Les leçons tirées des expérimentations de 2020, dont celle de la Société Générale avec Tezos, ont nourri les réflexions de la BCE. La question de la blockchain sous-jacente reste ouverte : la BCE n’a pas retenu une technologie publique existante et travaille sur une infrastructure propriétaire.
[INTERNAL-LINK: euro numérique BCE → article sur la phase de préparation 2023-2026]
Questions fréquentes
Qu’est-ce que la filiale Forge de la Société Générale ?
Forge est la division de la Société Générale dédiée aux infrastructures d’actifs numériques. Elle développe des solutions pour l’émission, la conservation et le règlement d’actifs tokenisés sur blockchain. En 2021, Forge a émis une obligation structurée directement sur Ethereum, une première pour une grande banque française.
Tezos est-il encore utilisé dans des projets institutionnels en 2026 ?
Oui.
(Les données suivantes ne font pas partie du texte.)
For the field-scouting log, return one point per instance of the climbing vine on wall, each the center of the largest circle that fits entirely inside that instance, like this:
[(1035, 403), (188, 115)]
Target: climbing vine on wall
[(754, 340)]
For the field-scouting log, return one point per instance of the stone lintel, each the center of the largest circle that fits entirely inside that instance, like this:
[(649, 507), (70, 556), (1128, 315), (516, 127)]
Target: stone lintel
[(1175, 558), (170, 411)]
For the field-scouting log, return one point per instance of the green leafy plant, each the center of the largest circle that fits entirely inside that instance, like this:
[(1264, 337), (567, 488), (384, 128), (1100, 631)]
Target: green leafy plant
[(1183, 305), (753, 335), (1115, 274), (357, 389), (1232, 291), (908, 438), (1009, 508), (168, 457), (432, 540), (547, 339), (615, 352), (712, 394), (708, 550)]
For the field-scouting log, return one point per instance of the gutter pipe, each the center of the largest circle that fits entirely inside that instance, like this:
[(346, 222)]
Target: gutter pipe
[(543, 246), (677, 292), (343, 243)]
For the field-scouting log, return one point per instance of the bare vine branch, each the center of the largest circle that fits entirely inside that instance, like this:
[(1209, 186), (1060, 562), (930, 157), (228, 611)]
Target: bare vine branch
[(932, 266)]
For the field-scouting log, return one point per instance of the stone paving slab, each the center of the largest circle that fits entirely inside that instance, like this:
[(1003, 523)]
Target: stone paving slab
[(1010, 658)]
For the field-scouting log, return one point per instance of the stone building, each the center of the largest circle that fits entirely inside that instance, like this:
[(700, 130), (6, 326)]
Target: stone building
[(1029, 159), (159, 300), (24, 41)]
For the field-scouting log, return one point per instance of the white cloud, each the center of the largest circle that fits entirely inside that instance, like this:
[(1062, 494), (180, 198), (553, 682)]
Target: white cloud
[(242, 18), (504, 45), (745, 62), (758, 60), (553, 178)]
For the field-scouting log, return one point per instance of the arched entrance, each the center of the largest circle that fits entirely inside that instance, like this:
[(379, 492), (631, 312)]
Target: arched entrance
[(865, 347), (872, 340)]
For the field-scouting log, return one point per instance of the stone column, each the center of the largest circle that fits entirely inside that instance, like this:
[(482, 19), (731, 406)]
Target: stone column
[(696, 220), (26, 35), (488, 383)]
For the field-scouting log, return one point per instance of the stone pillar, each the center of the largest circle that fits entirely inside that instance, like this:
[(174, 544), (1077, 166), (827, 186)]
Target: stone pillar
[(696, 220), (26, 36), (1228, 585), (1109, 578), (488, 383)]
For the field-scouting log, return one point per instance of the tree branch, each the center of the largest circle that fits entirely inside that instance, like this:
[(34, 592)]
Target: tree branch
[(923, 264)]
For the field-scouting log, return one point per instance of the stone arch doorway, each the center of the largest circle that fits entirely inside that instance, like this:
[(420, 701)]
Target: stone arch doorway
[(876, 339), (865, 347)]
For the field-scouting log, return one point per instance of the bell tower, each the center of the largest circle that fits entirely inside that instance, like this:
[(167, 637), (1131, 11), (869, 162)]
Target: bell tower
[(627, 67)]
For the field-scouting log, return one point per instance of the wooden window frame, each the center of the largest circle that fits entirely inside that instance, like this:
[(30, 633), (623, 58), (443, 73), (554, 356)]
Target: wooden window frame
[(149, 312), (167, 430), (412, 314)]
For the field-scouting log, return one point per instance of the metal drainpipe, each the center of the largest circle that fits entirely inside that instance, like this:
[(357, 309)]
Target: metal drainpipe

Tezos reste présent dans plusieurs projets institutionnels, notamment en France et en Suisse. La plateforme est aussi utilisée pour des expérimentations d’actifs tokenisés dans le secteur financier. Son mécanisme de gouvernance on-chain, qui permet des mises à jour sans hard fork, continue d’attirer les acteurs régulés.
L’euro numérique remplacera-t-il les billets ?
Non, selon la BCE. Le projet d’euro numérique vise à compléter le cash, pas à le supprimer. L’objectif déclaré est d’offrir un moyen de paiement numérique public, utilisable sans intermédiaire bancaire privé, dans un contexte où les paiements électroniques sont largement dominés par des entreprises privées américaines.